Wednesday, February 25th, 2009

My video juxtaposes a melancholy sequence of portraits of older people with an aggressive effect that exposes their vulnerability to age. Wrinkles emerge from the background and over impose their authority on the physical integrity of the people.


Assignment #3

Wednesday, February 25th, 2009

This film (the film of my choice) utilizes a repositioning of sound to play with expectation. The sound used with each clip attempts to represent the reality of the experience of each activity rather than the actual physical reality. The juxtaposition of a “sermon” over top of clips of skateboarding and moving through traffic attempts to point out some of the dangerous absurdities of religion, which become further emphasized by the loud stressful noises used in the chapel scenes. 

Note: When exporting this video 30 some seconds of black space where added to the end of the video. I am not sure why or how this happened as I did not add all that space myself. The film is meant to end after the roaring noise of the skateboard fades out.

This film depicts time moving slowly through the manipulation of anticipation. I wanted to make a film that was almost excruciatingly slow and borderline annoying to watch. The viewer waits for something exciting to happen, but nothing ever does. Time always seems to move slower when one is anticipating something, so I utilized the anticipation of getting to the top of an escalator to make time seem to move more slowly. The audio for this film is an attempt to recreate the impression of the repetitive and irritating elevator music that is constantly playing inside malls.

This film juxtaposes religious and commercial imagery to represent the overwhelming and fast paced world of consumerism. Consumerism has reached something of a religious status in modern society and I wanted to draw attention to this. The film compares and contrasts stained glass windows with advertisements, preachers with mannequins, and churches with malls. The audio enhances the sense of overstimulation with fast paced rhythms and strange traces of distorted music.

Time Cash Discontinuum (Assignment #2)

Wednesday, February 18th, 2009

My film deals with the commodification of time and the organization of time into schedules. The watches and clocks spin, becoming more and more frantic, to represent the overwhelmingness of schedules. The soundtrack mirrors this feeling. Time, as represented by the clocks and watches, is invaded by the alien force of commodity, as represented by the jewels. This force is parasitic and utilizes time for it’s own means, using the watches to create it’s own progeny. Throughout the length of the video these symbols for scheduling and commodity build until the entire process implodes upon itself, illustrating the futility and absurdity of placing constraints and external forces on time.

The Event

Wednesday, February 18th, 2009

My conceptualization of time relied on the ability to conceive of time in its most terrifying ways, its enormity and its continuous nature.  The Event is a piece that shows how time can be cyclical while remaining unified.  That time works beyond human control though remains as the basis for modern society causes man to be deluded in his quests, mapping his path through an abstraction that deceives him.  The structure of time gives way to the loop, the cyclical repetition of an event that cannot escape its own beginning or end.

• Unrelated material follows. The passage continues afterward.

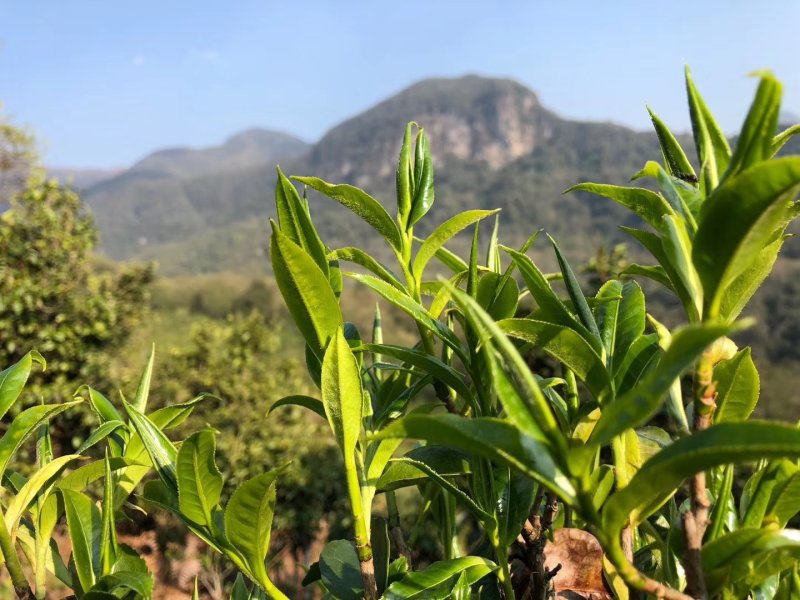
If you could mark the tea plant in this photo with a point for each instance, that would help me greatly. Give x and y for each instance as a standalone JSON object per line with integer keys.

Cyclical Transformation in Motion

Wednesday, February 18th, 2009

This film takes the ideas of cycles and transformation over time and applies them to motion. Time moves as a clock moves, in a circle.  However, each round is altered by small transformations.  Some of these transformations are caused by birth, growth and death, which all occur in cycles as time progresses.  Each moment is but a small fragment of an endless and circular timeline and is significant only in the way in which it transforms the circuit and consequently future events.

greenGRASS

Wednesday, February 18th, 2009

Decay, Let’s Play!

Wednesday, February 18th, 2009

The human body and the urban world we live in continually decay.

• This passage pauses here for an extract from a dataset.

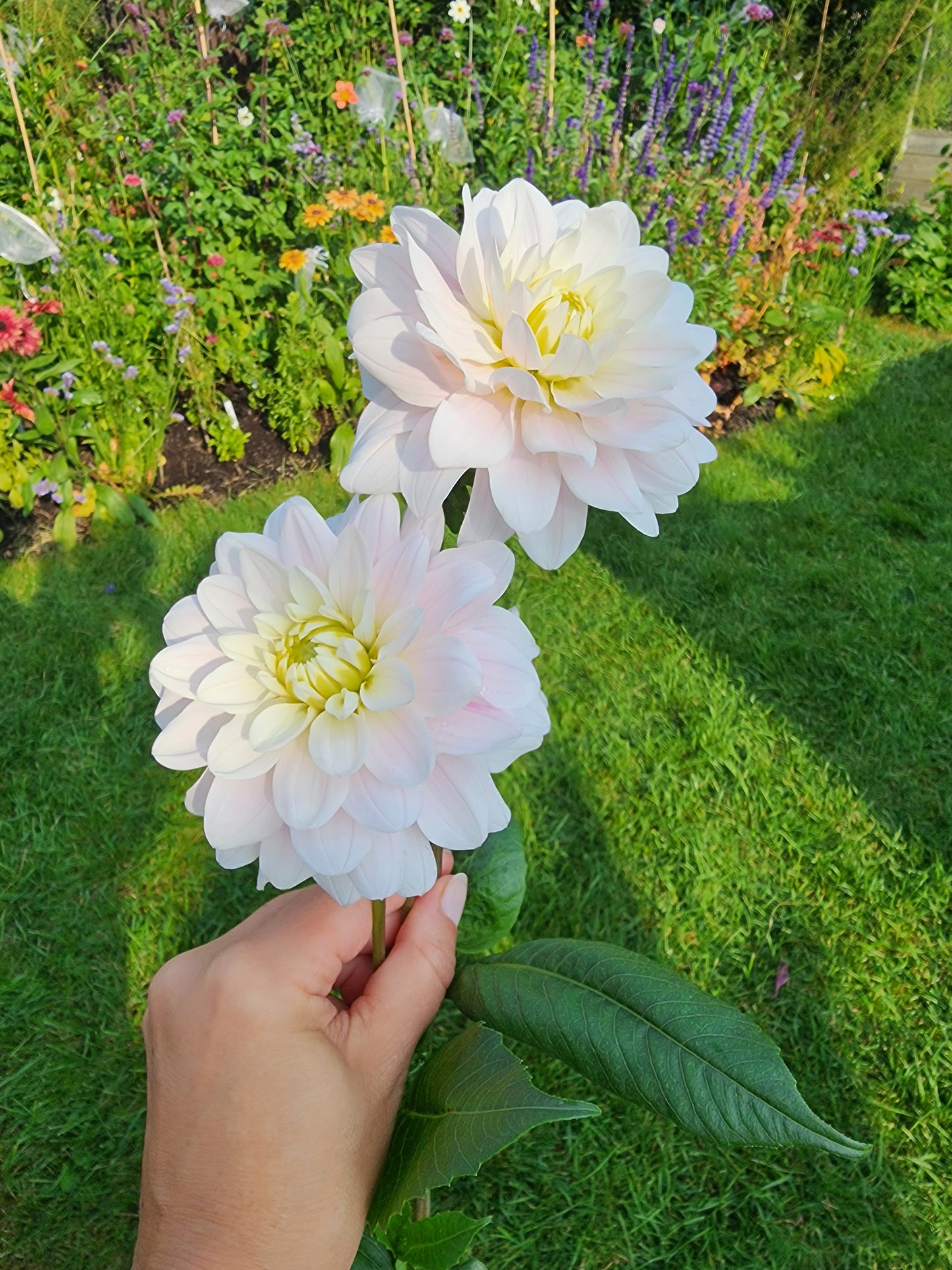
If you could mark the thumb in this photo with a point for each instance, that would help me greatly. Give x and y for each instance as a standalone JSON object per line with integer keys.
{"x": 404, "y": 995}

It is essential that we remain young-at-heart and create an enjoyable environment in such gloomy times. If our perceptions of our bodies and material reality are purely superficial, decay is something we dread; rather than something we should embrace as a natural progession of life.

memory box

Wednesday, February 18th, 2009

When thinking of time, I was most interested in how what seems to be a random, crazy, and chaotic combination of incidents at the time it is happening can shrink to a single frame of picture in memory. While the reality can be ugly, hurtful, or even meaningless, we tend to take different fragments of the real events to come up with a ‘false’ memory (in the sense that it only follows one part of the sequence as in movies, as opposed to the reality where every sequence is happening at the same time) and put it in our sanctuary, all edited and sealed and disguised as beautiful and ‘whole’.

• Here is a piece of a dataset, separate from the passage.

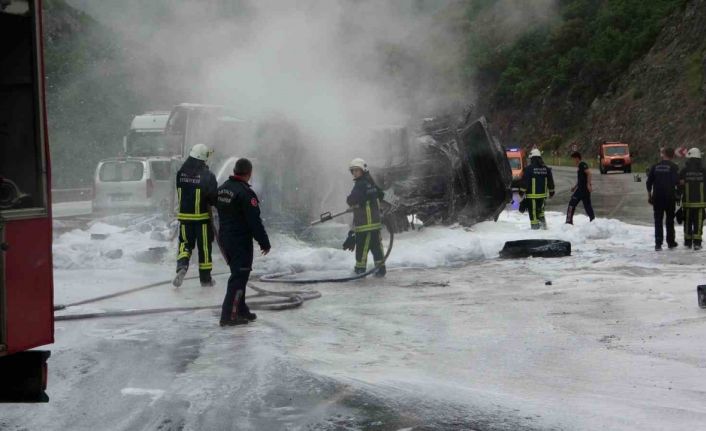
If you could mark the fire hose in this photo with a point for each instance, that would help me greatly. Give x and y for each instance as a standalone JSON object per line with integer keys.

Necessarily Untitled Stop-Motion

Wednesday, February 18th, 2009

The descent into the unknowable and the traces left upon return.

On My Own Time – Animation

Wednesday, February 18th, 2009

My animation reflects my approach to time, which includes the notion of doing things at my own pace. This is my second version of the animation for the time unit, and I decided to depict a more personal issue. As a child, I had a very hard time learning how to read. My concept embraces the revelation I had, which was that I could not rush the process, and that if I just took my time and practiced, it would eventually click, and I could “dive in” to the adventures of reading.